Text: Christian Steinbrink

Ben Weaver war in Deutschland. Natürlich nicht in Hanau oder Wattenscheid, er war in Berlin, und die große Weite dieser Stadt hat ihm die Möglichkeit gegeben, die in den Monaten zuvor in seinem Kopf entstandenen Bilder in Songs umzusetzen.

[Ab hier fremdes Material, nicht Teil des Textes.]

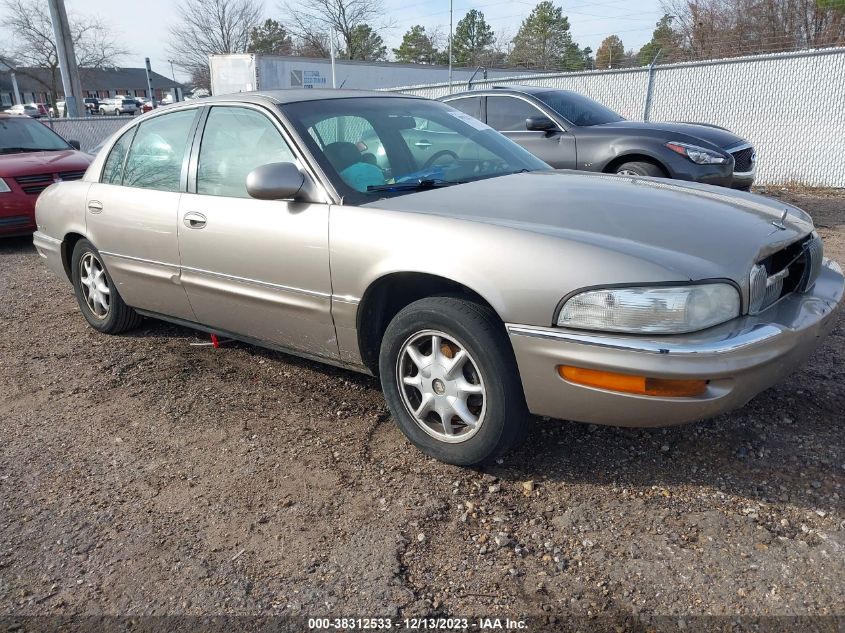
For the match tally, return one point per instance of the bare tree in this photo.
(211, 27)
(730, 28)
(33, 45)
(312, 21)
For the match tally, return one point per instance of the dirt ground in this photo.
(142, 475)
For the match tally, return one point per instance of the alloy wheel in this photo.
(95, 287)
(441, 386)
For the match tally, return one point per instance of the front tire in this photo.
(450, 379)
(640, 168)
(99, 301)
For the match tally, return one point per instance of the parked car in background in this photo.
(477, 282)
(32, 157)
(571, 131)
(91, 105)
(34, 110)
(118, 105)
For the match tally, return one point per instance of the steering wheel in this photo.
(443, 152)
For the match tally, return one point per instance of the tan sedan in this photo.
(398, 236)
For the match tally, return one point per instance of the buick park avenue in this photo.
(400, 237)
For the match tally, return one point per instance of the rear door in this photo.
(507, 114)
(255, 268)
(131, 213)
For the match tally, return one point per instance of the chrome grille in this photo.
(743, 160)
(35, 184)
(793, 269)
(814, 253)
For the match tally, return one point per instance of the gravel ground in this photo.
(142, 475)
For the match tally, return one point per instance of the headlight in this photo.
(698, 155)
(658, 310)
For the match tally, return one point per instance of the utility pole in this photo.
(331, 43)
(150, 83)
(451, 6)
(71, 85)
(15, 92)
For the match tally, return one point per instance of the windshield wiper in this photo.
(419, 185)
(20, 150)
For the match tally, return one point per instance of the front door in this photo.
(131, 214)
(255, 268)
(507, 115)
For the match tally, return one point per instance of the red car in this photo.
(32, 157)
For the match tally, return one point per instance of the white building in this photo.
(248, 72)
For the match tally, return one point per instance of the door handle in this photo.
(194, 220)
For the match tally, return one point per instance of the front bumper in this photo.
(17, 212)
(681, 168)
(740, 359)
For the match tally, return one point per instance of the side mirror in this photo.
(539, 124)
(275, 181)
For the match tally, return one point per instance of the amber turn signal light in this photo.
(627, 383)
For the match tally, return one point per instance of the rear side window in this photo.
(467, 105)
(113, 168)
(508, 114)
(155, 158)
(236, 141)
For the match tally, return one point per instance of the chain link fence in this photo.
(90, 131)
(790, 106)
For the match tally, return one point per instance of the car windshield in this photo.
(578, 109)
(26, 135)
(372, 147)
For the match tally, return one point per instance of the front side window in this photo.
(354, 150)
(235, 141)
(508, 114)
(371, 147)
(578, 109)
(156, 156)
(113, 167)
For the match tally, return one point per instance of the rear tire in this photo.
(640, 168)
(99, 301)
(470, 378)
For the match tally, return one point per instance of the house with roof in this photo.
(34, 84)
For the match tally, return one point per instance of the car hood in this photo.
(719, 137)
(695, 231)
(13, 165)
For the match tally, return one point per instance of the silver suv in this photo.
(118, 105)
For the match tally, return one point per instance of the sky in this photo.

Ein guter Grund, um einmal "Danke, Berlin!" zu sagen. Denn was sollte man sonst sagen, wenn eine Stadt einem Künstler die Möglichkeit zur Entfaltung gibt, um wundervolle, auf Country fußende Folkkleinode höchster Qualität mit Beats aus herumspringenden Pingpongbällen zu untermischen und so zartbittere Lyrik durch unnachahmliche Komik zu konterkarieren? Solch ein Künstler muss doch einer der wahrhaftigsten seiner Zunft genannt werden, und ihm muss höchste Ehrerbietung zukommen. Überhaupt sind die Songs des Mannes aus Minnesota so ausgefallen wie umarmend, so erdig wie experimentell. Er hat sie in Lo-Fi gewandet und ihnen nur ausgesucht reduzierte Mittel und eine impressionistische, aber auch durchdringende und unwiderstehlich charmante Stimmung mitgegeben.


Weavers Stimme klingt dabei dunkel und gedrückt, sie erinnert in ihrer emotional gesetzten Darbietung hin und wieder an E von den Eels und unterstreicht den so zerbrechlichen wie rauen Charakter der Stücke aufs Vorzüglichste. "The Ax ..." ist so ein Kleinod von einer Songwriterplatte geworden, die Traditionen hörbar aufsaugt, um sie letztendlich abzustreifen. Sie ist verschroben, intim und wunderschön, sie ist wie der so weise Erzähler Weaver selbst: etwas zum Liebhaben.